The house was very quiet now. All she could hear was the steady tick of the glass and gold carriage clock on the mantelpiece.
Nine o’clock and all’s well. At least until my dearest hubby gets home.
Just then it dawned on her that she was sitting in the dark. Night had bloomed fully without her ever realizing it. It was nice like that, dark and quiet and nice, and she hoped to God that Lenny didn’t come home all boned up and drunk, and destroy it all for her.

Just as the tears were beginning to dry, she inched her foot forward and touched something furry with her toe.

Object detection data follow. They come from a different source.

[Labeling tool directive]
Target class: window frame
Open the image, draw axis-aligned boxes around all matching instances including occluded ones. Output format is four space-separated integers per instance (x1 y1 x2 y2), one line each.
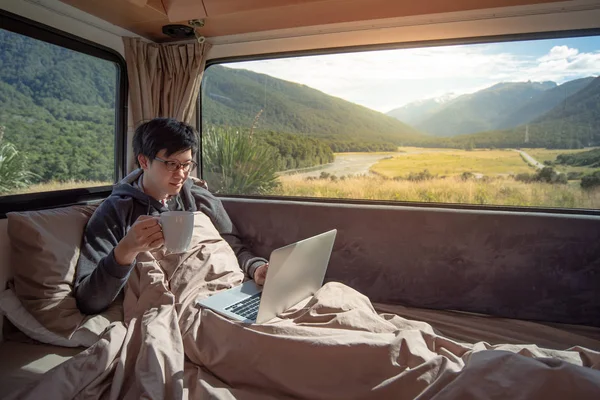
196 28 600 216
0 9 128 219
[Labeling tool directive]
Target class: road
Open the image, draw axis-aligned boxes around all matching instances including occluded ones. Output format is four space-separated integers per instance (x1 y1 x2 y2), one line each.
515 150 545 169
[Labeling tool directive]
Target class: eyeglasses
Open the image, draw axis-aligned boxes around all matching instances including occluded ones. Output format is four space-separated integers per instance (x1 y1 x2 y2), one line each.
154 157 198 172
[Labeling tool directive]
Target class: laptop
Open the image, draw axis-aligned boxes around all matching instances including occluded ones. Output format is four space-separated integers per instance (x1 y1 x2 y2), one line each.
196 229 337 324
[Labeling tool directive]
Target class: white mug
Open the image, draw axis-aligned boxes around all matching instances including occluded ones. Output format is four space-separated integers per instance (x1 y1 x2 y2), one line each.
159 211 194 253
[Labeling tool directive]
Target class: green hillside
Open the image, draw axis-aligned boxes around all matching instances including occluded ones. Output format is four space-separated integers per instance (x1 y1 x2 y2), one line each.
202 65 422 151
0 30 117 181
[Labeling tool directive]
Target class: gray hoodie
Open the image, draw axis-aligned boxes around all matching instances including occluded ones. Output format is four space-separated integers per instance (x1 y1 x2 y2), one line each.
75 169 267 314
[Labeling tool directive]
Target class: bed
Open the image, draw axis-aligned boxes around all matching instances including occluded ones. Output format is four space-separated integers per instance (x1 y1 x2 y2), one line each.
0 207 600 399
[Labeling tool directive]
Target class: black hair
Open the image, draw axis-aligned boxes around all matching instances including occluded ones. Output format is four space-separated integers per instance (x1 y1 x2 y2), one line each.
133 118 198 166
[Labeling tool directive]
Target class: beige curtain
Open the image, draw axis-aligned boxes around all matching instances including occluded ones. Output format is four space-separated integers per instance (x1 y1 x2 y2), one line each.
123 37 210 127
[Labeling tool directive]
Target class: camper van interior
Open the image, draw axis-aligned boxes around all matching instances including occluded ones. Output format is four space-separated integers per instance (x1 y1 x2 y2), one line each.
0 0 600 400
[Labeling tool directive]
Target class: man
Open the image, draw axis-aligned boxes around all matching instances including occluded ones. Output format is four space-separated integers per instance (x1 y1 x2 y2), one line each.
75 118 268 314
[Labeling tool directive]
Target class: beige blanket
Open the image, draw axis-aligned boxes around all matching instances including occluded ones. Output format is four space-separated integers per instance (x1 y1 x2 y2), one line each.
11 214 600 400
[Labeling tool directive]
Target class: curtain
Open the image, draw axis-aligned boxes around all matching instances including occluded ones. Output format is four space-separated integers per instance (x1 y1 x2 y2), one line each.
123 37 211 127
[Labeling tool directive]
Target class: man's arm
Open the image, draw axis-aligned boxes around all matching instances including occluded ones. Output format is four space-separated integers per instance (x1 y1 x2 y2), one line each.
75 199 134 314
191 185 267 279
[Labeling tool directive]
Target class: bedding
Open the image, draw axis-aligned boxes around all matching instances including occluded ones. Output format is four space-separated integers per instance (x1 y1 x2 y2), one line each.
7 205 123 344
9 213 600 400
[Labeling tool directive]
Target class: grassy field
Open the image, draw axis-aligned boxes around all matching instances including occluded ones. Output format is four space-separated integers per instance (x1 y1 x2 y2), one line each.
273 175 600 209
371 148 535 178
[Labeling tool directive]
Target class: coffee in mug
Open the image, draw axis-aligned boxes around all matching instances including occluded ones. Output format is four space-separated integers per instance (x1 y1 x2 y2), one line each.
159 211 194 253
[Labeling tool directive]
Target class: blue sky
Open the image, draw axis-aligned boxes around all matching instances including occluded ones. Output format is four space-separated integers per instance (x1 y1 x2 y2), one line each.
228 36 600 112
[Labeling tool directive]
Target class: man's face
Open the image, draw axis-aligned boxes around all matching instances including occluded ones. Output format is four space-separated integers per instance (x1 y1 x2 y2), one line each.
140 149 194 198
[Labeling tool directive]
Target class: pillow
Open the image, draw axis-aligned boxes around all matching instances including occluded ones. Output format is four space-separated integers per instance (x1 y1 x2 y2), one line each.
0 289 99 347
7 206 123 339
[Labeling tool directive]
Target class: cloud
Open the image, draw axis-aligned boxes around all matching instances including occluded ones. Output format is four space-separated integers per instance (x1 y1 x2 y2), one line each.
539 46 579 63
229 41 600 112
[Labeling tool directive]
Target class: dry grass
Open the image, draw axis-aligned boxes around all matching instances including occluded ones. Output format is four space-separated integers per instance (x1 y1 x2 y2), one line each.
9 181 113 194
273 175 600 209
371 148 535 178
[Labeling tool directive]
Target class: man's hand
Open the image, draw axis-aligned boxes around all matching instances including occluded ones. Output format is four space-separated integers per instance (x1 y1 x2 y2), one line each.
254 263 269 286
115 215 165 265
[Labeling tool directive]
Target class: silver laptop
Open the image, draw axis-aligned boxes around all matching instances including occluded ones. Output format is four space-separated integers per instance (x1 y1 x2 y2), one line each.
197 229 337 324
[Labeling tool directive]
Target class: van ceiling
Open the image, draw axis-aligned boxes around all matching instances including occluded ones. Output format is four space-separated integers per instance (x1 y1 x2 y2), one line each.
61 0 568 43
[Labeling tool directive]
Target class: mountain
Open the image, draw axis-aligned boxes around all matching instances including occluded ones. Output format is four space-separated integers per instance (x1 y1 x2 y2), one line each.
497 77 594 129
386 93 456 125
0 29 117 181
202 65 422 149
422 77 600 149
415 82 556 137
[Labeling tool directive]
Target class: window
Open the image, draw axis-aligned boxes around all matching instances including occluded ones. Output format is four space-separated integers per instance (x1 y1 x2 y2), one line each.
0 11 124 206
201 32 600 209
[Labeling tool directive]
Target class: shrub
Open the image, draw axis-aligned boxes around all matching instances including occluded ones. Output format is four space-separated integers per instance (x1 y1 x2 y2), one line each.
515 172 535 183
460 172 475 181
581 171 600 190
567 171 583 181
535 167 567 184
0 126 39 193
406 169 436 182
202 128 278 194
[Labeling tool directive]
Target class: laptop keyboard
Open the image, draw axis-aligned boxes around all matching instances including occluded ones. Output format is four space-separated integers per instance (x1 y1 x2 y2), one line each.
225 292 262 321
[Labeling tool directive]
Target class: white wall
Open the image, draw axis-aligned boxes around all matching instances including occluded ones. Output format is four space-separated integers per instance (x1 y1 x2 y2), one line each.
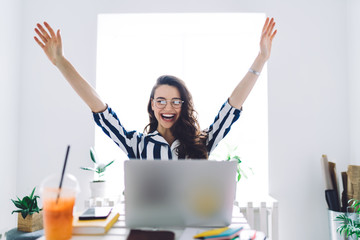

Brutus. Oh, Brutus, why can’t you just be sleeping?

She stood up, stepped over the dead animal, and felt her way across the room to the kitchen. She flinched at the sudden, disrupting whiteness when she opened the refrigerator and took out a bottle of soda. She went back to the couch and sat staring. The still carcass on the floor reminded her that she’d soon have to take care of things. She supposed there was some county office she could call, but she couldn’t bear the thought. They would probably incinerate the collie and use him for bone meal or something. No, she would tend to it herself.

Her whole body jerked when the kitchen door to the garage opened. The lights flicked on, an intruding block of glare. Lenny set his big Eveready spotlight down on the counter, and didn’t even notice Vicky sitting there until he was three steps into the living room. He stopped, squinting, and said, “How come you ain’t at work?”

“It’s my day off.”

“Oh,” he said. “That’s right, I forgot.” He fixed his eyes on her and threw his head back to get the hair off his brow. “You got something going with Morris?”